Setelah bertahun-tahun lamanya aku kembali melihat Bagas yang sedang menangis.

"Bagas, kenapa kamu nangis? Kamu gak malu, sekarang kamu, 'kan udah keren, lo?" tanyaku yang menghawatirkan keadaan Bagas. Mungkin kalimatnya agak kurang tepat, tapi bodo amat lah!

Suasana mendadak hening untuk beberapa detik, hingga akhirnya keluar sebuah kalimat dari mulut Bagas.

"Terima kasih ya, Mbak," ucapnya.

"Kamu bilang 'terima kasih?'"

"Iya,"

"Terima kasih untuk, apa?"

"Ya, terima kasih karena, Mbak Mel, sudah mau menerima saya," kata Bagas.

"Terus, kenapa kamu nangis? Kamu keinget sama, Mellow?" tanyaku.

Bagas langsung menepis tebakanku.

"Aku menangis gara-gara aku terharu, Mbak. Akhirnya aku bisa pacaran sama, Mbak Mel," jawab Bagas.

"Sampai ... segitunya ...?"

Aku benar-benar tak menyangka ternyata perasan Bagas itu begitu besar terhadapku. Baru kali aku melihat seorang laki-laki menangis di hadapanku, hanya karena aku menerima cintanya ....

Yah ... mungkin ini tidak keren bagi kalangan para laki-laki, atau mungkin bagi para perempuan pun juga demikian.

Bagaiamana tidak?

Seorang laki-laki sampai menangis di hadapan seorang wanita hanya kerana cintanya diterima. Tapi bagiku ini sangat keren.

Itu artinya perasaan Bagas terhadapku benar-benar sangat besar.

Aku menyesal mengapa tidak dari dulu menerima perasaan Bagas.

Kenapa aku malah berlarut-larut dalam ketidak pastian hubunganku dengan Dion?

Jelas-jelas lelaki itu hanya mempermainkanku!

"Gas, aku minta maaf ya, kerena dulu aku gak mau terima perasaan, kamu," ucapku pada Bagas.

"Maaf, Mbak. Kalau beb aku tahu, apa alasan, Mbak Mel, terima perasaan aku?
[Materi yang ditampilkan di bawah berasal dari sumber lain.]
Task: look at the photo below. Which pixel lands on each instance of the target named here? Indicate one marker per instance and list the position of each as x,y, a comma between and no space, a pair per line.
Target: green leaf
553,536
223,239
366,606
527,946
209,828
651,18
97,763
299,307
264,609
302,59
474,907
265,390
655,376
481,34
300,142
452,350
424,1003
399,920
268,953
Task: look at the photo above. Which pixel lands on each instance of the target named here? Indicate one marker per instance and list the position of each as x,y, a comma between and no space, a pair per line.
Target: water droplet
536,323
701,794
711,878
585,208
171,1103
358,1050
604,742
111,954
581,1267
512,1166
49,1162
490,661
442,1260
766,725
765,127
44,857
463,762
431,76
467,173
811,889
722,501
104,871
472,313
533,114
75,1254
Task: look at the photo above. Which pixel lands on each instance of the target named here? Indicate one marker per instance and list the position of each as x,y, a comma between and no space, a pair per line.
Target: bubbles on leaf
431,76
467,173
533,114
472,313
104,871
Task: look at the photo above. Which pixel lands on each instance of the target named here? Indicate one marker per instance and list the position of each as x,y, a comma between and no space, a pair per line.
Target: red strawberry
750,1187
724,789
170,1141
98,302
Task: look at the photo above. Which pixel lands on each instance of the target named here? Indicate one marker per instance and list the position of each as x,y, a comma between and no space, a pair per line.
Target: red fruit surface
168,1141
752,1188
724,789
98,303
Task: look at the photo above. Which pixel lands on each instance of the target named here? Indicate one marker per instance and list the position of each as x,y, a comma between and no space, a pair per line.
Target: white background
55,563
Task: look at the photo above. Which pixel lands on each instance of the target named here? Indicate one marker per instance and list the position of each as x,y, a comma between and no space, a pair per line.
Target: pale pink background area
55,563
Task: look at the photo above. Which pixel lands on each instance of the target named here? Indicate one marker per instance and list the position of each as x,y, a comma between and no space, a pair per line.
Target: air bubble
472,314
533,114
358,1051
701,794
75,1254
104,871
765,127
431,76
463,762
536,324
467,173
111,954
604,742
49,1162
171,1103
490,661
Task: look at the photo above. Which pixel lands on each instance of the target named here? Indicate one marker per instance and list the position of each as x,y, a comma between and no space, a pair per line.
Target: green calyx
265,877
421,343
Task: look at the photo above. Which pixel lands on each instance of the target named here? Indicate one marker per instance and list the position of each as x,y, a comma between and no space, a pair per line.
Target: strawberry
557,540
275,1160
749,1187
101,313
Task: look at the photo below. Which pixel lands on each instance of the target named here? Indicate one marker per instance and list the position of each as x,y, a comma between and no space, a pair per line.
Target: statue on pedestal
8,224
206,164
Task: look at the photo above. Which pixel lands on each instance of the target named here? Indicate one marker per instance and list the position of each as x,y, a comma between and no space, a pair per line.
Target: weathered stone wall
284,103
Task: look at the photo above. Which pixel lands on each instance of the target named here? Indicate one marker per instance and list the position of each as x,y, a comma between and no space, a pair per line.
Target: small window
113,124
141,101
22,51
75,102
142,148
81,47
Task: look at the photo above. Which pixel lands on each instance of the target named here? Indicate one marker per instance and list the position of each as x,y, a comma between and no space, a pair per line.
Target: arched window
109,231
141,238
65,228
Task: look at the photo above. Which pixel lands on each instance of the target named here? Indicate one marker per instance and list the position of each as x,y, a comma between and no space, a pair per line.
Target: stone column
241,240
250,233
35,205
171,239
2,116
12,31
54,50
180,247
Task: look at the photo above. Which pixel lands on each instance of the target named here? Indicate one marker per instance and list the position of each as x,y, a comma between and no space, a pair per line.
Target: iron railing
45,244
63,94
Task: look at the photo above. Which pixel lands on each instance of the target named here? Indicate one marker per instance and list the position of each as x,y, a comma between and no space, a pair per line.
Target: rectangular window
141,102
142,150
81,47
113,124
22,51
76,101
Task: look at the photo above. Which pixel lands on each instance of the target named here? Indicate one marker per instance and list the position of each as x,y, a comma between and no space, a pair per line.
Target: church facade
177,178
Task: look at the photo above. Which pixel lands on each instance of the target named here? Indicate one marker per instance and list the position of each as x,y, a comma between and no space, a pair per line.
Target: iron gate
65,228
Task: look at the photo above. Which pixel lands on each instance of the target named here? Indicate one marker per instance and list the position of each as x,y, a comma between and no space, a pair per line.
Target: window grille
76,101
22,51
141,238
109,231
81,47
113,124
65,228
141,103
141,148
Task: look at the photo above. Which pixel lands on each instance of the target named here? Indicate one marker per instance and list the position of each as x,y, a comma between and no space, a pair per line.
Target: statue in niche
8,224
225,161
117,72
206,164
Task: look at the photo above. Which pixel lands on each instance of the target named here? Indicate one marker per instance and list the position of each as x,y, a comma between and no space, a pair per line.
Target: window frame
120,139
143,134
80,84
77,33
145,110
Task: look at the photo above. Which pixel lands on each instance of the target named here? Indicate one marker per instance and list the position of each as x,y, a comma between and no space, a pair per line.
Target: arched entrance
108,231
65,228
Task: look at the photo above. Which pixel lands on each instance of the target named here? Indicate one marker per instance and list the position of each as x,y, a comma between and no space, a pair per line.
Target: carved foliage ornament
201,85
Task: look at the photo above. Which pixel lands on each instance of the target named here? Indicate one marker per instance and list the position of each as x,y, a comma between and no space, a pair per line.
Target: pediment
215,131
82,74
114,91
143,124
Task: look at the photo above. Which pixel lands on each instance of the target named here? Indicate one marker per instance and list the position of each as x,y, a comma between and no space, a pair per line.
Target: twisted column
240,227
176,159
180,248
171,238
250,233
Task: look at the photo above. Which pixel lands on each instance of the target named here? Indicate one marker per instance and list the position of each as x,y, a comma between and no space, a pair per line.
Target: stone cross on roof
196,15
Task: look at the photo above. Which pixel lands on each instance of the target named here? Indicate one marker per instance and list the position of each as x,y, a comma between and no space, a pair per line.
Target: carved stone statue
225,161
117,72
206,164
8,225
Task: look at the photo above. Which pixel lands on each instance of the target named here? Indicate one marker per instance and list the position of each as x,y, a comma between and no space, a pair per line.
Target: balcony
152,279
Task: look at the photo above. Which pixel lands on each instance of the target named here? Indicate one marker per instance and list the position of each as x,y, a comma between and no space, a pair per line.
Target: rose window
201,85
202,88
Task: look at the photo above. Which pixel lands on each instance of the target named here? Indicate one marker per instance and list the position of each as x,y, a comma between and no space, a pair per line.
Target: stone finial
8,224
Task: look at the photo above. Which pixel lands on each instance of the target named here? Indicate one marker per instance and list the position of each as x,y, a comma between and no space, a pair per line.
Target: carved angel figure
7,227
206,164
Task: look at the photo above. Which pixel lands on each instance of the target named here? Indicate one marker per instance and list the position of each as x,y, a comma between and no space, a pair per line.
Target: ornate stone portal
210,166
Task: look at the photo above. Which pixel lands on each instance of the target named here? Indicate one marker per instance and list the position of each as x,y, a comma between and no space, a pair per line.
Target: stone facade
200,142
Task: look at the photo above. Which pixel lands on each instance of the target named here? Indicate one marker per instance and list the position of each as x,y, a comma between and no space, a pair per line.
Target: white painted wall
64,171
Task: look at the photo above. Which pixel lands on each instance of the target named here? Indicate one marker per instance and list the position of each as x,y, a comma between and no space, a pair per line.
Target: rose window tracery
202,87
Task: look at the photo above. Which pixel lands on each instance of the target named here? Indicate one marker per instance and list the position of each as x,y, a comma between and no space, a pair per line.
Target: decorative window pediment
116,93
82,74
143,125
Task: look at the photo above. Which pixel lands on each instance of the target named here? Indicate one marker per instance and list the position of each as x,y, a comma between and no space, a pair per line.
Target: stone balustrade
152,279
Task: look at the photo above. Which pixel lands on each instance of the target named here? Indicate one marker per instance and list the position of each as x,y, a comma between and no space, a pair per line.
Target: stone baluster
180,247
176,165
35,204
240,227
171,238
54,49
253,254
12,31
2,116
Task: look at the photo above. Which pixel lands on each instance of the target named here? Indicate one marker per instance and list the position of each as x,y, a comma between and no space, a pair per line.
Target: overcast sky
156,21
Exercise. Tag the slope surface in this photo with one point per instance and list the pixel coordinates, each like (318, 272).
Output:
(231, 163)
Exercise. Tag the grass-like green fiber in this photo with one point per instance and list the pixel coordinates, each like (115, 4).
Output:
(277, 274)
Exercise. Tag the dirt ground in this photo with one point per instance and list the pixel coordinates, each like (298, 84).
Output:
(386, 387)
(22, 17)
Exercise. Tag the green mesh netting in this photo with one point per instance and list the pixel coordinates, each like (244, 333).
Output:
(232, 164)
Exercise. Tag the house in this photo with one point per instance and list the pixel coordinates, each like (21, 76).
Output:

Apa ini hanya kerana ingin menepati janji saja?" tanya Bagas.

Aku menggelengkan kepalaku. "Tentu saja tidak!" jawabku dengan tegas. "Aku kali ini menerima kamu dengan tulus, bukan karena ingin menepati janji saja. Tapi karena aku benar-benar udah jatuh cinta sama kamu, Gas!"

"Mbak Mel, beneran jatuh cinta sama, saya?"

"Iya, Gas!"

"Ah ... syukurlah ...." Bagas tersenyum lega.

"Dulu, aku pikir diri ini yang terlalu sok tahu. Dan menganggap Mbak Mel, itu benar-benar jatuh cinta kepadaku. Eh ternyata dugaanku benar! Dan, Mbak Mel, benar-benar jatuh cinta kepadaku!" pungkas Bagas dengan wajah yang sumringah.

"Iya, Gas! Selama ini aku yang munafik, aku terus menyangkal persaan aku sama kamu, tapi ternyata. Semakin aku menyangkal, perasaan cinta aku ke kamu semakin besar," ujarku seraya menundukan kepala.

"Satu tahun ini aku tersiksa, Gas. Aku tersiksa dengan perbuatanku sendiri," ucapku. "Aku, terlalu munafik!"

Bagas pun tersenyum lalu dia mengusap bahuku.

"Yang terpenting, sekarang Mbak Mel, udah jadi milikku. Aku bakalan buat Mbak Mel, terus tersenyum, dan aku janji gak bakalan buat Mbak Mel bersedih karena tingkahku ini," ujar Bagas.

Saat menangis tadi, dia terkesan kekanak-kanakan, tapi setelah berbicara seperti ini, Bagas terlihat sangat dewasa. Dan aku bangga memiliki kekasih seperti, Bagas.